John Harrington, head of the geography department at Kansas State, just completed a three-year government study into the attitudes of western Kansans about global warming.

He found that global warming is a lot like the tooth fairy — everyone has heard of it, but they don't necessarily believe in it.Even the dire predictions by the Environmental Protection Agency that global warming could mean more drouths followed by more floods in Kansas don't frighten people who have lived through the Dust Bowl era.

At K-State, research into whether the prairie could solve global warming problems started in 1989, when Rice, Clenton Owensby, a range management research agronomist, and others began studying how the prairie would respond to global warming.

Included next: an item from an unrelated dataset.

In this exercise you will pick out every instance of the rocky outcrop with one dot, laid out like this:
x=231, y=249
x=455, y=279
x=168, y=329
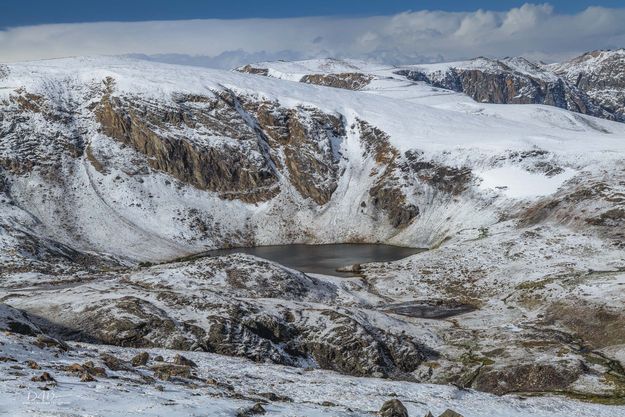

Their interest was purely financial. They wanted to know whether doubling the amount of carbon dioxide in the atmosphere — something that is predicted to happen in the next century — would affect weight gains for cattle that graze in the Flint Hills.

Owensby built a plastic bubble about 12 feet in diameter, put some sheep inside to graze and began pumping in carbon dioxide.

What the researchers found surprised them.

The prairie thrived. The sheep thrived. Part of the reason was that the tiny openings in the plant cells, called stomates, that take in carbon didn't have to open as much, allowing the plants to conserve water.

They also found a 10 percent increase in the amount of carbon stored in the soil in their test patch of prairie.

That may not sound like much, Owensby said, but it is a lot like growing old. Small changes add up over time.

They began looking at whether cropland could absorb carbon.

The answer lies in the farming technique, not in the dirt. Plowing breaks up the soil particles, allowing microbes to use the carbon and release it to the air.

But if the ground is planted through no-till planting, the carbon remains locked up and protected.

Increasing the amount of carbon in the soil has other benefits as well. It reduces water pollution, improves soil quality, increases crop yield and reduces the need for fertilizer.

``It's a win-win solution,'' Rice said.